InstructScene: Instruction-Driven 3D Indoor Scene Synthesis with Semantic Graph Prior

International Conference on Learning Representations (ICLR) 2024
🌟 Spotlight 🌟

Chenguo Lin, Yadong Mu

Peking University

InstructScene is a generative framework to synthesize 3D indoor scenes from instructions. It is composed of a semantic graph prior and a layout decoder.

Abstract

Comprehending natural language instructions is a charming property for 3D indoor scene synthesis systems.

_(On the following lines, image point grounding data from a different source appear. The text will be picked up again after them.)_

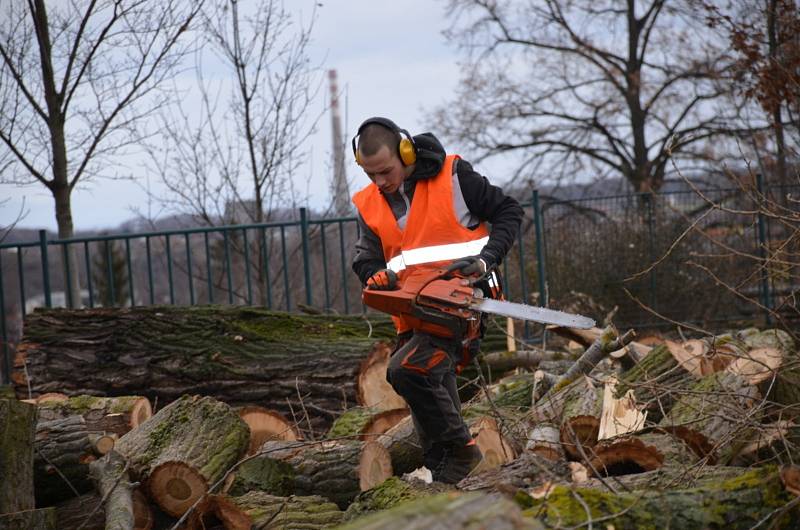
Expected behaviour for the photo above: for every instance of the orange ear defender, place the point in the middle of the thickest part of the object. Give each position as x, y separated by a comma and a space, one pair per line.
406, 148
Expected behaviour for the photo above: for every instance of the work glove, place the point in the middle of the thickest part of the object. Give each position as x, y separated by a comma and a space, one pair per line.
383, 280
469, 266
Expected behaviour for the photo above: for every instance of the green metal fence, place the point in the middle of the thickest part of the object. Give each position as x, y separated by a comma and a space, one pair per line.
618, 250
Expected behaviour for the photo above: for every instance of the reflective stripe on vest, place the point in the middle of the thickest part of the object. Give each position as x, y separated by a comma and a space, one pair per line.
452, 251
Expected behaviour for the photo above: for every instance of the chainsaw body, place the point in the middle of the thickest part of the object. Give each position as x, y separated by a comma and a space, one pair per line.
436, 302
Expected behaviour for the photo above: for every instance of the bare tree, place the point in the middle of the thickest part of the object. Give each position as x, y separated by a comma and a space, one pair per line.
232, 152
74, 81
588, 88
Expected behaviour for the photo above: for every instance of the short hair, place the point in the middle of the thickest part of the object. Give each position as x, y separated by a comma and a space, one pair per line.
374, 136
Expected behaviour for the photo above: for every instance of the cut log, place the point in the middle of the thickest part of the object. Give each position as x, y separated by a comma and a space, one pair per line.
372, 389
266, 424
468, 511
580, 419
755, 498
260, 510
81, 510
64, 449
116, 415
44, 519
240, 355
366, 423
715, 411
184, 449
390, 493
110, 476
544, 440
337, 469
17, 433
657, 381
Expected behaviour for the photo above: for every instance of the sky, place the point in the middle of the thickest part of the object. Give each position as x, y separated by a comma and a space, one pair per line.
392, 60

Existing methods (e.g., ATISS and DiffuScene) suffer from directly modeling the object distributions within a scene, thereby hindering the controllability of generation.

We introduce InstructScene, a novel generative framework that integrates a semantic graph prior and a layout decoder to improve controllability and fidelity for 3D scene synthesis. The proposed semantic graph prior jointly learns indoor scene appearance and layout distributions, exhibiting versatility across various generative tasks. To facilitate the benchmarking for text-driven 3D scene synthesis, we curate a high-quality dataset of scene-instruction pairs with large language and multimodal models.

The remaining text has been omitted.